All the operations which are performed on DynamoDB databases are recorded in the form of Streams. For example, when a new item is created, updated, or deleted – these details are captured in DynamoDB streams. Streams can be used to trigger Lambda functions to take appropriate action based on the matching condition.
DynamoDB provides a rich set of APIs to perform control plane operations – this is similar to database management operations where you can perform table-level CRUD operations. Similarly, the API also provides data plane operations for item-level CRUD operations. For users who are more familiar with SQL-like syntax for querying the database, DynamoDB provides a PartiQL query language that executes SQL queries in no SQL manner.
A single table in DynamoDB can be created in the same region. In the given region, replication is performed across AZs for resiliency. DynamoDB supports eventually consistent and strongly consistent reads. In an eventually consistent read, when an update takes place on the items in the table, reading it immediately may not reflect the updated value. It can take a few seconds for the same. However, in a strongly consistent read, the updated values are made available immediately.
Calculation of capacity for DynamoDB database is calculated using Read Request Units (RRU) and Write Request Units (WRU). With an item size of 4 KB, one RRU represents 1 strongly consistent read and 2 eventually consistent reads. With an item size of 1 KB, one WRU represents 1 write operation. However, for performing a transactional write, you would need 2 WRUs. Transactional writes are the ones where a sequence of write operations matters.
Based on RRU and WRU consumed in a given time frame, the capacity consumption rate is calculated as Read Capacity Units (RCU) and Write Capacity Units (WCU). There are 2 ways to provision capacity units to DynamoDB databases.
- On-Demand – in this mode, you let the operations happen as and when required. There is no threshold to maintain. Thus during a low consumption rate, fewer units are allotted, and when the operations scale up, more units are provisioned automatically. The billing is done on a pay-as-you-use basis.
- Provisioned – this is a default mode of operation. Here you pre-define how many capacity units (RCU and WCU) can be used at most. This definition is done based on the estimates and experience of application performance.
AWS provides NoSQL workbench for data modeling, visualization, and building purposes. It is similar to a database client that connects with DynamoDB, and lets developers build and maintain databases.
To ensure the security of our DynamoDB databases, the data being stored is fully encrypted when at rest. Keys managed in KMS are used for encryption. This enables us to use AWS-owned or customer-managed keys for encryption.

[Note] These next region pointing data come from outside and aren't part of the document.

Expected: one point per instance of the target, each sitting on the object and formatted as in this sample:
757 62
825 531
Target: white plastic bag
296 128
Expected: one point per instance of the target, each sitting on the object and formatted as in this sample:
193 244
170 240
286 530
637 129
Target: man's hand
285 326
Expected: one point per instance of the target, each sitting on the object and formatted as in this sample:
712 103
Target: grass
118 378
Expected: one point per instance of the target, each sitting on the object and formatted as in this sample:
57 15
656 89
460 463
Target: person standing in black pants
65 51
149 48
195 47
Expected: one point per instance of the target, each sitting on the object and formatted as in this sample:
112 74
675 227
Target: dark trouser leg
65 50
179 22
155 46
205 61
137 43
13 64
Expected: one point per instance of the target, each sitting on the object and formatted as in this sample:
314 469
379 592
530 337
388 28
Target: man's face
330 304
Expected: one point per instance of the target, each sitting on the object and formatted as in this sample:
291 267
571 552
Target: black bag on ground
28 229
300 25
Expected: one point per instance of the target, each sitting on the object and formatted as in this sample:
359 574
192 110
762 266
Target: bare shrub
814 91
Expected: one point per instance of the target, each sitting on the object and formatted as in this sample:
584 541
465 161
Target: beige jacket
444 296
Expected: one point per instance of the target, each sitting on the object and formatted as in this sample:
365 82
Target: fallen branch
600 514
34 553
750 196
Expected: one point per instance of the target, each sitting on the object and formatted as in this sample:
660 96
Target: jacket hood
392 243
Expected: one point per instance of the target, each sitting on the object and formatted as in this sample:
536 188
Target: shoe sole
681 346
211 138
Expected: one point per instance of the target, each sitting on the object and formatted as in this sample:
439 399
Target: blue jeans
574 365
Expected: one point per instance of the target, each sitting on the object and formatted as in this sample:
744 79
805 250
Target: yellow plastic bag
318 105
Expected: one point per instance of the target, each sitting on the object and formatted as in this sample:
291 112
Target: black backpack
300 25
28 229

For data in transit, we can make use of VPN or AWS Direct Connect if the data leaves the VPC to serve requests from authorized applications on the internet. Within the region, the data in transit can be protected using various measures like – VPC security groups, NACLs, endpoints, and IAM policies.
We can establish a monitoring baseline in terms of several read/write operations to monitor capacity, any threshold breaches, errors, events, etc. AWS CloudWatch can be used to log events and trigger alarms for given conditions.